All people have obsessions and hobbies. Wash your hands a lot, check if the house door has been closed, order the rooms a certain way, and be fixated on specific numbers. It is something normal and even consubstantial to the human being. But when these small -or big- manias begin to alter the life and well-being of those who suffer from them, it could be an obsessive-compulsive disorder (OCD).
Where is the border? How do you distinguish a simple obsession or mania without transcendence from an OCD? María del Pino Alonso Ortega, a psychiatrist at the Obsessive Compulsive Disorder Unit of the Hospital de Bellvitge in Barcelona and a member of the Spanish Society of Psychiatry, explains that having an obsessive disorder means experiencing “two types of phenomena: on the one hand, thoughts, images or impulses that are foreign to the patient, that he does not want to have and that tend to be repetitive”. At this point, she clarifies that these thoughts “are never of good things, but always have a threatening content, that something bad is going to happen.” The background may be the fear of contamination, the need to maintain order or the fear of attacking other people (often sexually), among other frequent reasons.
The other type of phenomenon is that of compulsions which, in the words of José Manuel Menchón, head of the psychiatry research group at the Center for Biomedical Research in Mental Health Network (Cibersam) and president of the Spanish Foundation for Psychiatry and Mental Health, are the acts that the patient “feels compelled to do to neutralise those thoughts or images that come to mind”. They can be motors, such as washing one’s hands for fear of getting dirty or contracting a disease, mental, when they consist of a good image that neutralises the bad one, or a phrase the affected person repeats mentally.
How to know if an obsession is pathological
“The important thing is to understand that everyone has intrusive thoughts or images throughout life and daily,” emphasises Alonso Ortega. Two types of signs help psychiatrists discern when it is a simple mania and when it has become a disorder: the discomfort it causes and the time it consumes.
Discomfort or level of anxiety
The existence of OCD can be suspected when the affected person’s discomfort becomes very extreme if they try to let go of their obsessions and compulsions. It’s one thing to say, “I’d go back right now to check if I locked my front door, but I have a meeting at work, and I’m going to be late.” And another is to return home and check if the door has been closed, knowing that it will be impossible to get to the meeting on time. “If I go with another person, I will not tell them that I am going to check if I have closed the door, but I will give them any excuse, such as that I have left something at home, says Menchón, who adds that “in practically 90% of the cases the person knows that it is something absurd”. So what happens to other patients is that they cannot finish things. So, for example, they go through an email repeatedly to ensure they haven’t written anything inappropriate. But, in the end, the work accumulates, and they cannot finish it. So their checks or rituals are becoming more complex, and failing to do them would cause them great anxiety.
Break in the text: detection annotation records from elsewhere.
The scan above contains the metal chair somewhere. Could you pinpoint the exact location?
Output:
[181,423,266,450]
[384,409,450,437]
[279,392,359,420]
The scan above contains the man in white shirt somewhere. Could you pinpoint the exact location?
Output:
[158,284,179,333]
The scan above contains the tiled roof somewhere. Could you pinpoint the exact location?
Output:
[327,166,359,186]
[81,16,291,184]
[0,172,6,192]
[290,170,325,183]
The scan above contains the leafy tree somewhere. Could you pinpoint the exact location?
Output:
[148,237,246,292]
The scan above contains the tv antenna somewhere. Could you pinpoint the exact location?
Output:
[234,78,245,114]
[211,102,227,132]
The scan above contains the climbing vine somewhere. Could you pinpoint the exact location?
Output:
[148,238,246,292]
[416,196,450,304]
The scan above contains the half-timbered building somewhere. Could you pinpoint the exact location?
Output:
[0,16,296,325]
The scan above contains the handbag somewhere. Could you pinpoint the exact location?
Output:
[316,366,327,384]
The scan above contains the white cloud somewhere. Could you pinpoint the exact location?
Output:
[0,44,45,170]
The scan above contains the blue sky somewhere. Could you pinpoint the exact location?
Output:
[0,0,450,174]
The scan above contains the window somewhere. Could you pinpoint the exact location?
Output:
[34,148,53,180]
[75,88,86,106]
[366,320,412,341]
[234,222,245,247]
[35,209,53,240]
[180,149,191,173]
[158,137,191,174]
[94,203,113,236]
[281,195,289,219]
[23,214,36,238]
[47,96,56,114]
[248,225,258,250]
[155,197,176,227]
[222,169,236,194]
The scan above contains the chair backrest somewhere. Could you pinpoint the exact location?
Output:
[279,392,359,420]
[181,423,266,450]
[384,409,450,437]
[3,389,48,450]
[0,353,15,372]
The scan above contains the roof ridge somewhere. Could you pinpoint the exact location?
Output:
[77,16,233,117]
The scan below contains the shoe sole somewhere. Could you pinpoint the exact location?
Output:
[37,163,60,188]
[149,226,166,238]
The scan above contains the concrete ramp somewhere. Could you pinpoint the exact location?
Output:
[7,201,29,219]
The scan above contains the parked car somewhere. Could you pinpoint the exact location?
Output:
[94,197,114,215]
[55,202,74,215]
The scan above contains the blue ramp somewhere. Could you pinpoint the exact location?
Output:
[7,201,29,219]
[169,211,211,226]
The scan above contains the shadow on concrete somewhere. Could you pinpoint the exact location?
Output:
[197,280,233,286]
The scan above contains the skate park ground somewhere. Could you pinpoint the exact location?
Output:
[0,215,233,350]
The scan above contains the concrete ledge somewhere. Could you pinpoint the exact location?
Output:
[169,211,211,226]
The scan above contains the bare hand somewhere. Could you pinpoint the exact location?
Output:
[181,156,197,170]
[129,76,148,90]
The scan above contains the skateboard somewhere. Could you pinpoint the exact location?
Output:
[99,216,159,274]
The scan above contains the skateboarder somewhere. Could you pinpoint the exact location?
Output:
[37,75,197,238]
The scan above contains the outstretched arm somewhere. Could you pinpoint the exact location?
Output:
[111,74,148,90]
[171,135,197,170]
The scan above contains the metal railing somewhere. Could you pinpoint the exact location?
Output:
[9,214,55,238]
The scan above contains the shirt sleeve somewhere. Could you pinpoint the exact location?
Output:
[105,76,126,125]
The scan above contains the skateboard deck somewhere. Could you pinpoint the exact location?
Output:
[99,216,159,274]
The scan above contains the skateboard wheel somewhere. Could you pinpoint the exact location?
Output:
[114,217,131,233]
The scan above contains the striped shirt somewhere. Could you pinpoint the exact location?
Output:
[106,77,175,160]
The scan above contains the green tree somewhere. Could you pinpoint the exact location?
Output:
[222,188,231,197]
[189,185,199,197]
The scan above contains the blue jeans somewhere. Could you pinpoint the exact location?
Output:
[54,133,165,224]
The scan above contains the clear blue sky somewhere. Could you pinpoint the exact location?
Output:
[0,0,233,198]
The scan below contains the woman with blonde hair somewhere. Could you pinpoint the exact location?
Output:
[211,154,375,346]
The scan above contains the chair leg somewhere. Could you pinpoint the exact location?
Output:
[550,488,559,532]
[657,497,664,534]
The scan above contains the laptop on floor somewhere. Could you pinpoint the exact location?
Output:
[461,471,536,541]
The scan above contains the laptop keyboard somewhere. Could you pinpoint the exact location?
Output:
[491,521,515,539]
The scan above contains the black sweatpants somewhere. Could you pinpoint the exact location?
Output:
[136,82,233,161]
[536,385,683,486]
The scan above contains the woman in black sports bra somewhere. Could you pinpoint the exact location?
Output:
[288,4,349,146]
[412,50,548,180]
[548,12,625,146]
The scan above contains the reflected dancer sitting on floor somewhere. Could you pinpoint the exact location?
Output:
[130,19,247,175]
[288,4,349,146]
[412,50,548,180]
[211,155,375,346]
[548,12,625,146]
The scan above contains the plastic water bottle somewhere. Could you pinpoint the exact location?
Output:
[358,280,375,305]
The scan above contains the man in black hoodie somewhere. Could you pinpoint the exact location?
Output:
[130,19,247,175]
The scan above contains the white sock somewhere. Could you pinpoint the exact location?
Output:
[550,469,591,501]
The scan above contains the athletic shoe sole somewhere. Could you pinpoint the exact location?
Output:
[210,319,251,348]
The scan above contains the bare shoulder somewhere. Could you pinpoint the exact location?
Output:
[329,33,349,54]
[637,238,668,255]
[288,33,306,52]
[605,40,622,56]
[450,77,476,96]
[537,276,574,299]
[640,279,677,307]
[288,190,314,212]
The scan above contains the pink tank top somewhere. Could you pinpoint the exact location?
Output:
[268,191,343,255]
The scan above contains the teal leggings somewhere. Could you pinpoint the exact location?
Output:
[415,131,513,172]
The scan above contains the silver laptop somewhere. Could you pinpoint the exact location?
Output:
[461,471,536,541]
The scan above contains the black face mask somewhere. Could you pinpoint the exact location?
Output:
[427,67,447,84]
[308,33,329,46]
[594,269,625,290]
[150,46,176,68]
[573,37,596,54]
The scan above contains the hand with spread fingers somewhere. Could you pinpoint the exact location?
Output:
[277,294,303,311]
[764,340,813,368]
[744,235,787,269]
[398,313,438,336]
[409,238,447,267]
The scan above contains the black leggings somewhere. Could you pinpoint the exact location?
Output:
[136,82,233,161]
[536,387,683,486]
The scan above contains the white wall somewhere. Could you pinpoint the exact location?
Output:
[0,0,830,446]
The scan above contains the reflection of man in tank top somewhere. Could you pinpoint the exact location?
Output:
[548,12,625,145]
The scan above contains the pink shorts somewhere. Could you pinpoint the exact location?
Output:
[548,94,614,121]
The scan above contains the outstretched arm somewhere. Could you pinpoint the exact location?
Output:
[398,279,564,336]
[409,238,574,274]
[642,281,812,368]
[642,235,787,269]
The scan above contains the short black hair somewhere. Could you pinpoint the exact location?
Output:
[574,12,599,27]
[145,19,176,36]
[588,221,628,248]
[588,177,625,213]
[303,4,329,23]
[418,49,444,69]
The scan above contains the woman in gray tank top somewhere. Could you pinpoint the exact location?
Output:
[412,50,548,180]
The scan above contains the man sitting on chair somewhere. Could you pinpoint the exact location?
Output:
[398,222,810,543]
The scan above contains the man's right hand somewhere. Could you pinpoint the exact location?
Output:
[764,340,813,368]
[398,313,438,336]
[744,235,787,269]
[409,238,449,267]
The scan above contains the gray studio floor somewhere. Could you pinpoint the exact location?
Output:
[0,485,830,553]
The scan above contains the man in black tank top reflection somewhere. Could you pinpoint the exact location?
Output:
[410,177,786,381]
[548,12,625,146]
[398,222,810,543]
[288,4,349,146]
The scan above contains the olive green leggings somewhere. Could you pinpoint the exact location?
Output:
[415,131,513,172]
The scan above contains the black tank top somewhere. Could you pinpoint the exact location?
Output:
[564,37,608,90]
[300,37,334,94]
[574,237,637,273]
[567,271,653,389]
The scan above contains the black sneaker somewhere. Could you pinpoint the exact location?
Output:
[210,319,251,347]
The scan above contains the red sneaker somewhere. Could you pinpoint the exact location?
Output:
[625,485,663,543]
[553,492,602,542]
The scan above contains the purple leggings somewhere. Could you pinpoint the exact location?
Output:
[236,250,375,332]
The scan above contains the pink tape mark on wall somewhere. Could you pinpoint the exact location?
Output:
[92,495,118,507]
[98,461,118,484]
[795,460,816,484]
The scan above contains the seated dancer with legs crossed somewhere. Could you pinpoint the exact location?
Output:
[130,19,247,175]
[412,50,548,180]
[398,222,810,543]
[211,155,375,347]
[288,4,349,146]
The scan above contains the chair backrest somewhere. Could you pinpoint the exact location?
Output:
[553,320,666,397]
Time spent on checks and ritual acts
The second red flag follows from the previous one. The affected person begins to lose too much time in these checks or ritual acts, such as washing or decontamination, to the detriment of other areas of his life. Experts agree that the limit would be one hour. However, when an individual dedicates more than an hour a day to these compulsive actions, it is when you can begin to think that it is OCD. According to Menchón, “these checks, rituals, the need to think correctly or the fear of attacking other people prevent normal functioning as a worker, husband, partner or parent .”
How to detect OCD in children
OCD has two peak ages of onset: one in children, between 8 and 12 years of age, and another in youth, between 18 and 25. A member of the Spanish Society of Psychiatry points out that in the little ones, the first warning sign is usually “that they stop doing things they like because they are wasting a lot of time with rituals”. It can also be seen that their school performance deteriorates, and they do not have time to hand in their homework. “Just as adults often understand that what happens to them is not normal, children do not realise it.”
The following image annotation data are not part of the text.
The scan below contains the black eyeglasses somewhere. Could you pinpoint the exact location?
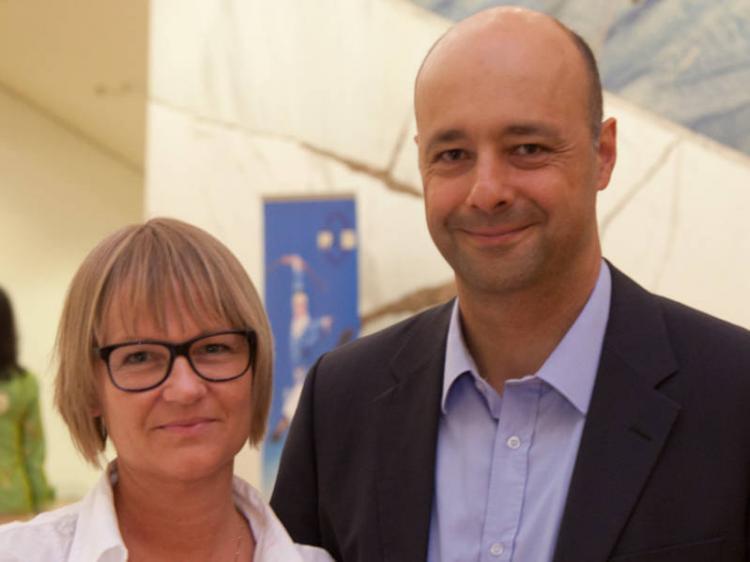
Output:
[97,330,257,392]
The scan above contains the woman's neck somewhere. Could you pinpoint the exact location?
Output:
[113,467,254,562]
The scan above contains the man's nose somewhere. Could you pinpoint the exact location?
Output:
[162,357,208,404]
[466,150,515,213]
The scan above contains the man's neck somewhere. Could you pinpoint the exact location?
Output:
[457,258,601,393]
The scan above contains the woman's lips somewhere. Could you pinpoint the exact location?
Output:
[157,418,216,434]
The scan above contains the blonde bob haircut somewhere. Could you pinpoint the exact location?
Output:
[55,218,273,466]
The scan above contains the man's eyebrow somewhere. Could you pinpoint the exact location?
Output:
[425,129,466,153]
[501,121,560,137]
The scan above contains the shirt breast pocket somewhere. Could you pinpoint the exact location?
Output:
[609,538,724,562]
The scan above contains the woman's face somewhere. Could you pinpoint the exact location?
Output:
[98,299,253,481]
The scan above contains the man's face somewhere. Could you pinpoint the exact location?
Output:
[416,15,615,293]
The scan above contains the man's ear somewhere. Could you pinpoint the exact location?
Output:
[596,117,617,191]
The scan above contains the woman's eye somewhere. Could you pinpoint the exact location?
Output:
[200,343,229,355]
[123,351,151,365]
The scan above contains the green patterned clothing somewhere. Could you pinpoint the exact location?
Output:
[0,372,54,514]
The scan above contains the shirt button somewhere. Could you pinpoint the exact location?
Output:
[505,435,521,449]
[490,542,505,556]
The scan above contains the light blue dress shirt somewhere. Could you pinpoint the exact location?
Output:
[427,262,611,562]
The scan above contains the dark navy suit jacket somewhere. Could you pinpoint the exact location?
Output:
[271,268,750,562]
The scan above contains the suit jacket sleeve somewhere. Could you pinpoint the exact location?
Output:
[271,354,321,546]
Minors have a common symptom: magical thinking, which is the idea that something terrible will happen if they do not do something. For example, “if I don’t straighten my shoes before going to sleep, mom is going to die”. The expert advises parents to pay attention to whether their children begin to perform “repetitive behaviours or that a child who loved to do something, like painting, now refuses to do it because he does not want to get his hands dirty and wash them.”
From the age of 10-11, the thought may also arise that they could sexually assault another child or that they could have a relationship with someone in their family. “It is usually at the moment when they begin to wake up hormonally.
Menchón considers early diagnosis crucial, but it is also essential not to be too alarmed. “It is common for children to perform repetitive behaviours, such as touching something several times.” Sometimes there is magical thinking in the background, but many other times, there is not. “Faced with these behaviours, you have to ask him and give him the confidence to express himself. Without being punitive and downplaying it, “advises the psychiatrist. But if these behaviours become more complex and the child is very affected, worried and distressed, “then it is possible that it is worth discussing it with a specialist to see if he needs any specific intervention.” The key is whether it is behaviour that significantly alters the minor’s functioning of the minor and they cause psychological distress.